I exited the drivers door, walked around to the back passenger side and Danielle grabbed her leash, she carefully jumped down to the wet pavement. I left my glasses on the dash, partly because of the rain and partly because I was already wiping away tears.
I squatted in front of her, looked her in her foggy eyes, put both hands around her head and rubbed back on her ears. “I’ll see you later, girl.” I stood and Danielle walked her to the door. She seemed hesitant, but not as hesitant as she was a few days earlier when we visited for her “elderly” consultation.
I want to believe, while nervous, she was accepting. A greater good was taking place. “All dogs go to heaven.” I don’t know if that’s a fact, but I’ll choose to believe it in this case. Lindley, Joey’s sister was already there. Cooper, Joey’s former roommate, was already there. Aunt Ellie, Aunt Betsy, and her friend, Tweak. I’m probably forgetting a couple.

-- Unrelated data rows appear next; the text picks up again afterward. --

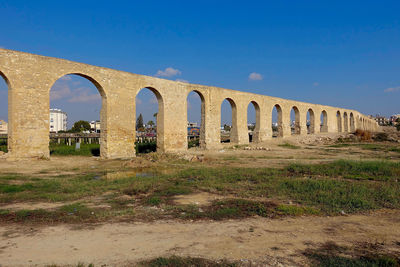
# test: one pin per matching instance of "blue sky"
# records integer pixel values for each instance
(340, 53)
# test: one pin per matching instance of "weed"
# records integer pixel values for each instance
(185, 261)
(287, 145)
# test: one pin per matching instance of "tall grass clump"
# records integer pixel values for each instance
(66, 150)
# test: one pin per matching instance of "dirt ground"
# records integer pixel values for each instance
(261, 241)
(272, 242)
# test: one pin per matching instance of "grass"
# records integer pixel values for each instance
(330, 188)
(146, 147)
(66, 150)
(185, 261)
(361, 254)
(367, 146)
(290, 146)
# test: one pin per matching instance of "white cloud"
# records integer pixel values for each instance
(392, 89)
(168, 72)
(254, 76)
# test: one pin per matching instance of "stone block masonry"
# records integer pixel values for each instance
(30, 77)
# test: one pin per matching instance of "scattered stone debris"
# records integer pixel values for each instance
(193, 158)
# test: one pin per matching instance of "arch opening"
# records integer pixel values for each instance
(324, 122)
(345, 122)
(295, 121)
(77, 116)
(310, 122)
(149, 110)
(195, 117)
(339, 122)
(228, 121)
(277, 127)
(4, 113)
(352, 124)
(253, 121)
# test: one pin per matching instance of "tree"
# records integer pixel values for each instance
(80, 126)
(139, 122)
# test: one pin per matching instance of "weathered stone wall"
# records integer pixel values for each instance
(30, 78)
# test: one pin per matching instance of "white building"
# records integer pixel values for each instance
(58, 120)
(3, 127)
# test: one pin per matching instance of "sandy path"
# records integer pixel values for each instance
(257, 239)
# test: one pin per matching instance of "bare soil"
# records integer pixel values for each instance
(261, 241)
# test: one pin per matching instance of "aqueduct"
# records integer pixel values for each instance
(30, 77)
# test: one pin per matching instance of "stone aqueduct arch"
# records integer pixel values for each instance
(30, 77)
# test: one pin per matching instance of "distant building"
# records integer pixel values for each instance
(382, 121)
(58, 120)
(394, 118)
(95, 126)
(3, 127)
(193, 131)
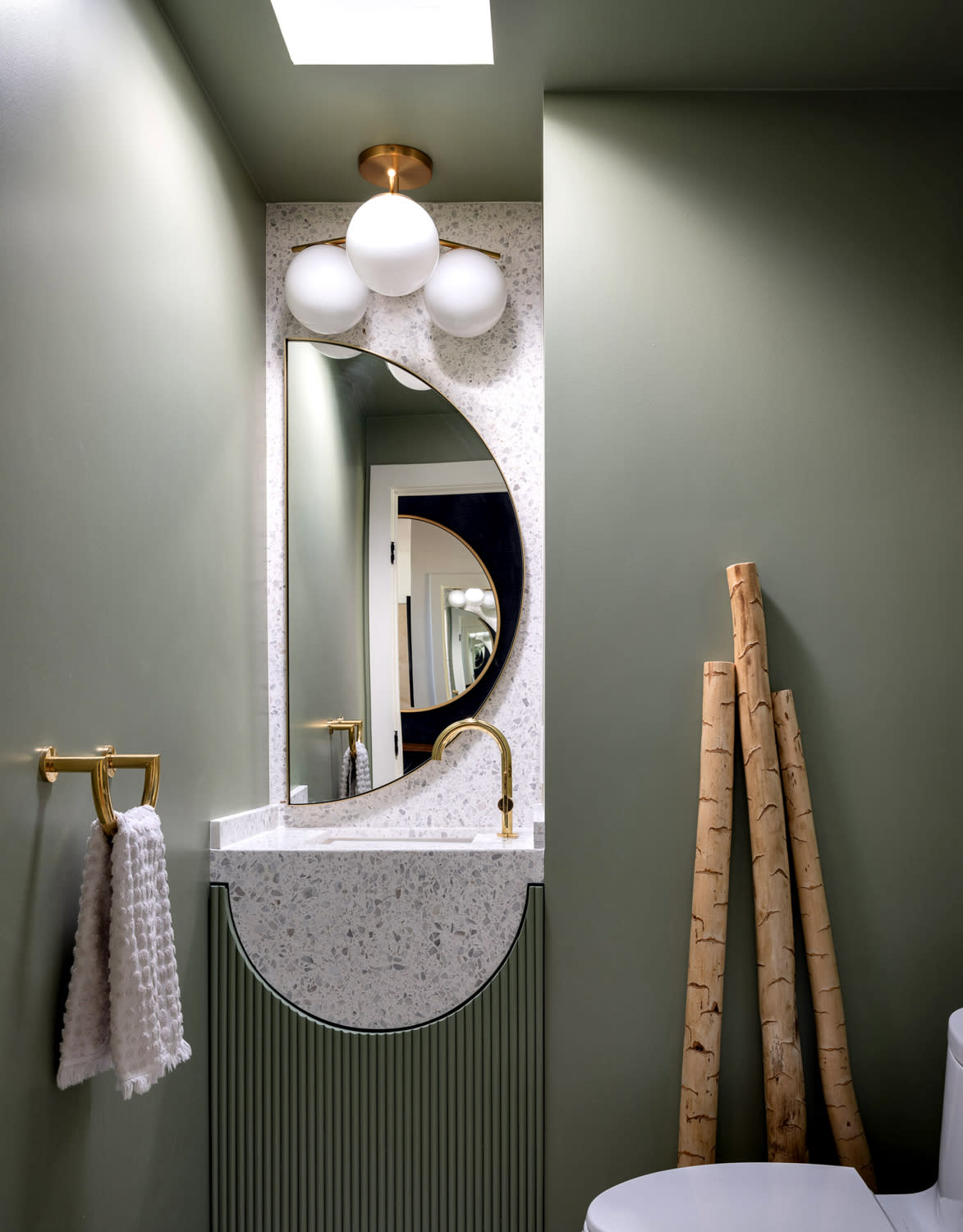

While nervous, she was accepting. God, this sounds silly, and mind you, I realize Jesus wasn’t a dog…but the similarity is in the loyalty. Joey was the most loyal. To me. To Danielle. To Mae, who she seemed to despise a lot of the time. To Lindley and Cooper. As she walked to her death she was loyal. It’s not what she wanted.
Jesus was loyal to his death. To the disciples. To Mary, and Mary. To the sinners. To us. And to the other two-thirds of the Trinity.
Death – It’s not what any of us want.
But we are all walking towards it.
How loyal are we?
We were the ones breaking her loyalty by having her on a leash, putting her in the car, literally taking her to her death. We were the ones. I so wish there could have been another way.
I’ll miss her for the rest of my life. I’m tearing up now wishing it hadn’t come to this. But it all comes to this.
The promise is that all things are being made new, even in my own disloyalty. And that’s where I’ll rest today.